What’s more, writing feels like a solitary and strangely specific endeavor in my life. For all the hours I’ve wasted watching television or perusing Facebook (and consequently cringing at posts of questionable taste and/or execution), I have spent comparatively little time pursuing the things I actually enjoy, like writing. There seems to be, in my own mind, a greater acceptance of mindless, worthless tasks than potentially worthwhile endeavors like writing, which is very likely to be directly related to my level of confidence in a given area.
Let me explain it this way – if someone walks in on you watching TV, they might ask what you’re watching. But even if they sit down and begin to watch with you, the shared experience is somewhat removed from your personal being. You (probably) didn’t write the show, so you have no particular skin in the game – you’re just enjoying it.
Writing, in contrast, is deeply personal, unless (or maybe even when) you’re doing something like Hubs’ friend and kicking out copy for commercial use. When someone catches me writing, I freeze. I don’t want to talk about what I’m writing, or even suggest that I might be a “writer” because that places identity and intentionality around the words that I have or would compose. And that, in turn, puts pressure on the very act of writing to be something, to mean something.
If my writing has to be something or to mean something, then it better be good, right? And what if my late-Sunday rambling on a random blog that I shut down years ago is neither? Should I even write? Should I even say that I like to write? Or should I put that part of me away until I absolutely need it, but be sure in that moment to keep it casual so as to not raise suspicion?
OH MY GOD, PEOPLE, THIS IS EXHAUSTING.
And ironic, because today I told my sweet husband, who finds writing extremely difficult despite being better at it than he thinks he is, that you have to be willing to write total crap in order to get to the good stuff.
Yes, I have to be willing to write crap.
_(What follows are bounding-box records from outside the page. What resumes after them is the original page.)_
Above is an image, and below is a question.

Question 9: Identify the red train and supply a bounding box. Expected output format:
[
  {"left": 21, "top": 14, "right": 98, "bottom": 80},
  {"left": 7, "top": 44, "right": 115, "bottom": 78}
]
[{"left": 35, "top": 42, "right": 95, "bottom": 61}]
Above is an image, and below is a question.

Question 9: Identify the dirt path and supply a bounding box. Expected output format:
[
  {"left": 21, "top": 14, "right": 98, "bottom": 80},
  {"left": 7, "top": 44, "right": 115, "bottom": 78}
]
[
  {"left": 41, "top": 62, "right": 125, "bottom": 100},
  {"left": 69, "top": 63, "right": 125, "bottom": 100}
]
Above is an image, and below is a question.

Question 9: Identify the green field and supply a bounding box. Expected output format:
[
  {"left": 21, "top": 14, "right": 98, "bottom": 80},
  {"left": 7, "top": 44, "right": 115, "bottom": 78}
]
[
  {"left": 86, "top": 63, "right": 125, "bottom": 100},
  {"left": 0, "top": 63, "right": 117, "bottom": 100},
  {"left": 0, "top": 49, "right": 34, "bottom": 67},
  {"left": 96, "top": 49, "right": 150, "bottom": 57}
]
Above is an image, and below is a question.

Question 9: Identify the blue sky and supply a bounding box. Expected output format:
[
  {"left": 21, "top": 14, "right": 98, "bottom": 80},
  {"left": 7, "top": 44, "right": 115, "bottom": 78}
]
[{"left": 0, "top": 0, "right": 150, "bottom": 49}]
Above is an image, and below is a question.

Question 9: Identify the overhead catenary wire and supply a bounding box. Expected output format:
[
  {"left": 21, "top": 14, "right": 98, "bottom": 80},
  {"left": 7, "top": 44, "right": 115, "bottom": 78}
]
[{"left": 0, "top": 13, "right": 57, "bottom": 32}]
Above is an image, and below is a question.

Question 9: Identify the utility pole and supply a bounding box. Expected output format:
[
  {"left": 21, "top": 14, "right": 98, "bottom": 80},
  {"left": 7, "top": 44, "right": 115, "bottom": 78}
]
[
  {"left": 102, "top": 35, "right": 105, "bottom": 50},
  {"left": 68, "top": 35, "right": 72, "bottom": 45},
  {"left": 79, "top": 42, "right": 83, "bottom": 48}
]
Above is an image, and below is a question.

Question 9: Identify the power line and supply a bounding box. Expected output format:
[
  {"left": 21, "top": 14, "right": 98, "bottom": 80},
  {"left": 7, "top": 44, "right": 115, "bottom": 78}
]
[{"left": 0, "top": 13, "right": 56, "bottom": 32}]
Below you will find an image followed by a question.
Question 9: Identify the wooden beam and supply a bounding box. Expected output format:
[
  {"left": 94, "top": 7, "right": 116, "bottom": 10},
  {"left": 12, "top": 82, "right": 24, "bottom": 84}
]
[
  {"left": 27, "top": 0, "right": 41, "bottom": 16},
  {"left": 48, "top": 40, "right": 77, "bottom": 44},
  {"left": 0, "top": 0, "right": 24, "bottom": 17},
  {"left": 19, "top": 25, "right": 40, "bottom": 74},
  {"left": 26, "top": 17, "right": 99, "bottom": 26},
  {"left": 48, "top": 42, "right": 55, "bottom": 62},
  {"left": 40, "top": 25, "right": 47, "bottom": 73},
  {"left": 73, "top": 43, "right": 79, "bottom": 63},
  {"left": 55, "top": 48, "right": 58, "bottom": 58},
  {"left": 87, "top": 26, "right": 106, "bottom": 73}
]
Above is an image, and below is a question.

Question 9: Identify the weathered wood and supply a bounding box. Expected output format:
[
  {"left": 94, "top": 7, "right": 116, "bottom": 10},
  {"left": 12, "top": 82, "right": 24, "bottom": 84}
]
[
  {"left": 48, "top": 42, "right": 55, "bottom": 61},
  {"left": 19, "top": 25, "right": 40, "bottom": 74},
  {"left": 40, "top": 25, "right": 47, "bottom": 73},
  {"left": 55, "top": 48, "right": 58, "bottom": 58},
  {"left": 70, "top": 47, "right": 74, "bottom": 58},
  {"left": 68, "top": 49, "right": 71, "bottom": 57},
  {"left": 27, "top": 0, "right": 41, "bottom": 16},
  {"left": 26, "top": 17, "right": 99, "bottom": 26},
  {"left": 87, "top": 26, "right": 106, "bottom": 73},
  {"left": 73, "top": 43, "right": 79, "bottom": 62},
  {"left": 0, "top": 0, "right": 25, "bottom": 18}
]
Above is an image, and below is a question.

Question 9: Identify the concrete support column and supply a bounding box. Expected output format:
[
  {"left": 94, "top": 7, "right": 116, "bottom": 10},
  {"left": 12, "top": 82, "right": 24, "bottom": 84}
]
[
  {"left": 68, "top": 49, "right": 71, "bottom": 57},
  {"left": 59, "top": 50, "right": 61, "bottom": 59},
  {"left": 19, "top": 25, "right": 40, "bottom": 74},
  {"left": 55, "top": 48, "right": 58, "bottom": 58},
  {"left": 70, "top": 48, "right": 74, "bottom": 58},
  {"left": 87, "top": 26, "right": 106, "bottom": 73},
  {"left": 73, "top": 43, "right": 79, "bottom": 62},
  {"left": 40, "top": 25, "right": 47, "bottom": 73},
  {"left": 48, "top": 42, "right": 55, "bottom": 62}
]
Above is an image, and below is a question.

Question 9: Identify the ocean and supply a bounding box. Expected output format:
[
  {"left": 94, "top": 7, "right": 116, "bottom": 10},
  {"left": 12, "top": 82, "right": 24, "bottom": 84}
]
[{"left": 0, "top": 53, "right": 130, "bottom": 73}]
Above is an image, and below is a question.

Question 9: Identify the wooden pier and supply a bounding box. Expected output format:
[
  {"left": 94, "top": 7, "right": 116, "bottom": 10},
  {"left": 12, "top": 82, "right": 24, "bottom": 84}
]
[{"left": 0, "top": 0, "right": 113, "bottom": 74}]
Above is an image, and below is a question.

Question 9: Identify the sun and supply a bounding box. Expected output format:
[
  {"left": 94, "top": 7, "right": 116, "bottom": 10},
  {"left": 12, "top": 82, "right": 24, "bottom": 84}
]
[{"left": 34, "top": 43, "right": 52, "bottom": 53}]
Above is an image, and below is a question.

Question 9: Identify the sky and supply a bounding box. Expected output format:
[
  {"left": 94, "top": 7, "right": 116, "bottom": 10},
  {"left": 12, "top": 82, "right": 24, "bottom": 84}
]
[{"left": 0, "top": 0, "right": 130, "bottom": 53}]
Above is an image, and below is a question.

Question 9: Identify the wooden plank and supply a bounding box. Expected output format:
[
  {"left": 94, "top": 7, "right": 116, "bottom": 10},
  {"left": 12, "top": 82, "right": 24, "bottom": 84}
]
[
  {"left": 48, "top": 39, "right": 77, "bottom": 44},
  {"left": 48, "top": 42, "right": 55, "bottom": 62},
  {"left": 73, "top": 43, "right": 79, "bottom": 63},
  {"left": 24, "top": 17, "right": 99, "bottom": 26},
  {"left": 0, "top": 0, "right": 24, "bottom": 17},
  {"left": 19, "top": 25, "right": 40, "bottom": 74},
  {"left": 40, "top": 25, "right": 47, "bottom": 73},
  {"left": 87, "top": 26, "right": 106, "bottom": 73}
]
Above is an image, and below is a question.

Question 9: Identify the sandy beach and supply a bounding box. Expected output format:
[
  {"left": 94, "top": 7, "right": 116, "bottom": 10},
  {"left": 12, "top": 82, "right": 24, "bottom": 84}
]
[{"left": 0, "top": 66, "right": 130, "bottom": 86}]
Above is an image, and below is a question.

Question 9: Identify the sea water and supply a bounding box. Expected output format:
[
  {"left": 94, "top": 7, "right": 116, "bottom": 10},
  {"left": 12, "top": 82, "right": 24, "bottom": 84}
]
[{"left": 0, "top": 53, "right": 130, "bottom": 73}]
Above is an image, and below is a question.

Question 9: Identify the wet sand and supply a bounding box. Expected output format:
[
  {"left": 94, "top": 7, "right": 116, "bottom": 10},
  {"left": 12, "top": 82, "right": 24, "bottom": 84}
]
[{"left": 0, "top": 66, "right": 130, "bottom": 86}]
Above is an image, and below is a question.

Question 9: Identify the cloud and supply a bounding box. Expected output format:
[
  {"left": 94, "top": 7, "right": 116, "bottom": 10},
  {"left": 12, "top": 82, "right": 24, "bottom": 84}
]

And own that I sometimes write crap. And trust that part of the process of being a writer is to write crap and to KEEP WRITING UNTIL SOMETHING AMAZING COMES ALONG and then to write crap all over again until the next time the magic happens.
To write well, to write crap, or to write something solidly in between requires just one thing – to write.
You can’t learn to ride a horse by petting a dog, folks.
Whatever it is that you want to do, or are thinking about doing, or did once and might like again, here’s my advice: do it.
Tell those voices in your head – the ones that tell you that you’re not a writer, or an artist, or a bear tamer** or whatever – to shut the hell up. If you write, you’re a writer. If you draw or paint or glue weird bits of trash together into sculptures, you’re an artist. If you wander into the woods and tame the bears**, you’re a freaking bear tamer. You just have to go out there and do it. And own that you’re doing it.
Some people will praise you. Some will judge you.
Keep at it. Find ways to improve. Get better. Realize that whatever it is that you’re doing is not everyone’s cup of tea. Be okay with that. Keep going anyway, because this is about you, not them.
And you have this thing, this thing that you’re good at. If you don’t use it, work it, it will be lost. And that would be a damn shame, for you and for everyone else.
So what’s next? What will you do next?
For me, next was this blog. This very post. I’m not convinced that this is a fresh launch of a long-dead blog. But it’s one hour on a Sunday afternoon of writing. Just writing – good, bad, or ugly.
And damn, it feels good.
**Please don’t test the theory of you being a bear tamer without MAJOR supervision. Is there a school or something? DO NOT JUST WANDER INTO THE WOODS AND PET THE BEARS. I will not be held accountable for what happens.